Contemporary Practice Patterns and Outcomes of Endovascular Revascularization of Acute Limb Ischemia.

机构信息

Department of Medicine, Beth Israel Deaconess Medical Center, Harvard Medical School, Boston, Massachusetts, USA.

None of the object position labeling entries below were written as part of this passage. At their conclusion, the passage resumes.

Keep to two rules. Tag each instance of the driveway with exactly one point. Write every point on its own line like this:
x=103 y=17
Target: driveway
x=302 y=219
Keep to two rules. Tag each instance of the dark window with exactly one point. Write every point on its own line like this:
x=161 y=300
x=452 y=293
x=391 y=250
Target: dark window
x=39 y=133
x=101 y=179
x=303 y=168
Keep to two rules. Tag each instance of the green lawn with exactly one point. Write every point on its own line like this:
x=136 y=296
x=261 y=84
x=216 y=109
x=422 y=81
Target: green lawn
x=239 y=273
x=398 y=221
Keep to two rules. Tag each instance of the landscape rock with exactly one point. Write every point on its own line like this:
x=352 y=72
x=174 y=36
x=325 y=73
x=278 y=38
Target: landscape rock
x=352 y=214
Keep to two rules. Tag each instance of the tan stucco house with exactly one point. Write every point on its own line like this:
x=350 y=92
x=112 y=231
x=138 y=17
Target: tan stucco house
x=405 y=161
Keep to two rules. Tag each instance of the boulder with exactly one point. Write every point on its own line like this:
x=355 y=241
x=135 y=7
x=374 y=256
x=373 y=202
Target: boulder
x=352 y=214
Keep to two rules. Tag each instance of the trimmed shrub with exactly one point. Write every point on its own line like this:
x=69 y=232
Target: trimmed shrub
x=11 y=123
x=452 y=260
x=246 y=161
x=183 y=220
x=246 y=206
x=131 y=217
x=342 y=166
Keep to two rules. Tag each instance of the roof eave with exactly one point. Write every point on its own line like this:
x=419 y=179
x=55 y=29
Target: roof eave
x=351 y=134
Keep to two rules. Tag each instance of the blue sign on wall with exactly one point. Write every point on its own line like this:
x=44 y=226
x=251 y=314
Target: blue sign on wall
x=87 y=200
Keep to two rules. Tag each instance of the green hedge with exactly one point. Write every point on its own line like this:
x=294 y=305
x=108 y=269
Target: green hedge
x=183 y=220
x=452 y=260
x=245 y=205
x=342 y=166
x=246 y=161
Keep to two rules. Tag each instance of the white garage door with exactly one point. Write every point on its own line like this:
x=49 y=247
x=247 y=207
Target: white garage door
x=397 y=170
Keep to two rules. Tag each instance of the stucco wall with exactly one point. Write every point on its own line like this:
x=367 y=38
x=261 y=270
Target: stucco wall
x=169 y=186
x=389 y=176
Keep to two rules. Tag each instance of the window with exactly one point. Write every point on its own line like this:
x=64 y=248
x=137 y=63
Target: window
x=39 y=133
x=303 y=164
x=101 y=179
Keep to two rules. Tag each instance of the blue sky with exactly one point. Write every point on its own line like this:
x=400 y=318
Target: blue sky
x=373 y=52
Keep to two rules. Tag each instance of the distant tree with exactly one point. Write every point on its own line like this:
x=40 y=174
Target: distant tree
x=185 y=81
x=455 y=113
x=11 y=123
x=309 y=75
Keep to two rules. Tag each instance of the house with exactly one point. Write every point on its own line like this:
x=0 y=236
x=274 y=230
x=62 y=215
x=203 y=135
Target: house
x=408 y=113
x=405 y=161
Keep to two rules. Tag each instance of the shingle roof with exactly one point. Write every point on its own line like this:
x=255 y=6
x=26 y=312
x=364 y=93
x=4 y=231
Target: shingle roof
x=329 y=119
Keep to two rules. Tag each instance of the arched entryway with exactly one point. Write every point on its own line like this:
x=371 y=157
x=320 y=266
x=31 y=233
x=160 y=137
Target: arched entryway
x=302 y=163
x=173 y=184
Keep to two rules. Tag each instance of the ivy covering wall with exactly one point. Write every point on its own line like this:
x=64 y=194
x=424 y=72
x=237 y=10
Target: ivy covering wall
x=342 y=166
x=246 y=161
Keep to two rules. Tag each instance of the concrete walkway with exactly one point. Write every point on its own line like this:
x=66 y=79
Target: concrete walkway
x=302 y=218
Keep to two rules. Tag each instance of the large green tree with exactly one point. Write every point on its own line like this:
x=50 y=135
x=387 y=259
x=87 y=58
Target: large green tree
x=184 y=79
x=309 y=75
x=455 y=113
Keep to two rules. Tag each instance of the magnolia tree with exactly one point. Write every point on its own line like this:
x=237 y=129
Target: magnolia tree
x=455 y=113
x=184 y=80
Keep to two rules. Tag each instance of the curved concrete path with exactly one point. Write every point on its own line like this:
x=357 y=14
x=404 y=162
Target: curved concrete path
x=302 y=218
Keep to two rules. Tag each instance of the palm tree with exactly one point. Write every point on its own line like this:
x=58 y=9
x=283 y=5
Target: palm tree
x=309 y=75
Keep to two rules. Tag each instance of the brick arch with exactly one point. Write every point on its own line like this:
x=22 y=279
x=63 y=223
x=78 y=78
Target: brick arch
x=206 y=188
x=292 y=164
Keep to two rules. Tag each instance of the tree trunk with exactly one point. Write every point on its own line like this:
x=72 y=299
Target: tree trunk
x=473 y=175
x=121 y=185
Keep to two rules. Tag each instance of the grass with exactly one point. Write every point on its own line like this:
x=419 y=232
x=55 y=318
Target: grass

St. Luke's Hospital, Kansas City, Missouri, USA.

出版信息

JACC Cardiovasc Interv. 2024 Oct 28;17(20):2379-2390. doi: 10.1016/j.jcin.2024.09.010.

Abstract

BACKGROUND

Acute limb ischemia is a vascular emergency associated with high rates of limb loss and mortality. As the use of endovascular techniques increases, estimation of rates and predictors of adverse outcomes remains needed.

OBJECTIVES

This study sought to assess contemporary outcomes and predictors of adverse events following endovascular treatment of acute limb ischemia in a nationwide, multicenter registry.

METHODS

Patients who had peripheral vascular intervention performed for the indication of acute limb ischemia in National Cardiovascular Data Registry Peripheral Vascular Intervention Registry between 2014 and 2020 were included. The primary outcome was a composite of all-cause mortality and major amputation during index hospitalization. Multivariable logistic regression was employed to identify predictors of the composite outcome.

RESULTS

There were 3,541 endovascular procedures performed during the study period. Of these, 132 (3.7%) resulted in death, and 77 (2.2%) resulted in amputation during hospitalization. Thrombolysis catheters were used in 27.7% (n = 981) and thrombectomy catheters in 3.9% (n = 138). Independent predictors of death or amputation included severe lung disease (OR: 1.72; 95% CI: 1.17-2.52), Rutherford Class IIb (OR: 2.44; 95% CI: 1.62-3.65), and end-stage renal disease (OR: 3.94; 95% CI: 0.73-0.85), and preprocedure hemoglobin (OR: 0.78; 95% CI: 0.73- 0.85). Complications included bleeding within 72 hours of intervention (6.7%) and thrombosis (2.8%).

CONCLUSIONS

Patients with pre-existing medical comorbidities and those with diminished limb viability were more likely to suffer adverse outcomes. Adverse event rates remain high for patients affected by acute limb ischemia despite its declining incidence.

摘要

背景

急性肢体缺血是一种与高截肢率和死亡率相关的血管急症。随着腔内技术的应用增加,仍然需要评估不良结局的发生率和预测因素。

目的

本研究旨在通过国家心血管数据注册外周血管介入登记处(2014 年至 2020 年)评估急性肢体缺血腔内治疗后当代结局和不良事件的预测因素。

方法

纳入在研究期间因急性肢体缺血指征接受外周血管介入治疗的患者。主要结局是住院期间全因死亡率和主要截肢的复合结局。采用多变量逻辑回归确定复合结局的预测因素。

结果

研究期间共进行了 3541 例腔内手术。其中,132 例(3.7%)死亡,77 例(2.2%)住院期间截肢。溶栓导管使用率为 27.7%(n=981),血栓切除术导管使用率为 3.9%(n=138)。死亡或截肢的独立预测因素包括严重肺部疾病(OR:1.72;95%CI:1.17-2.52)、Rutherford Ⅱb 级(OR:2.44;95%CI:1.62-3.65)和终末期肾病(OR:3.94;95%CI:0.73-0.85)以及术前血红蛋白(OR:0.78;95%CI:0.73-0.85)。并发症包括介入后 72 小时内出血(6.7%)和血栓形成(2.8%)。

结论

有预先存在的医疗合并症的患者和肢体存活能力降低的患者更有可能出现不良结局。尽管急性肢体缺血的发病率在下降,但患者的不良事件发生率仍然很高。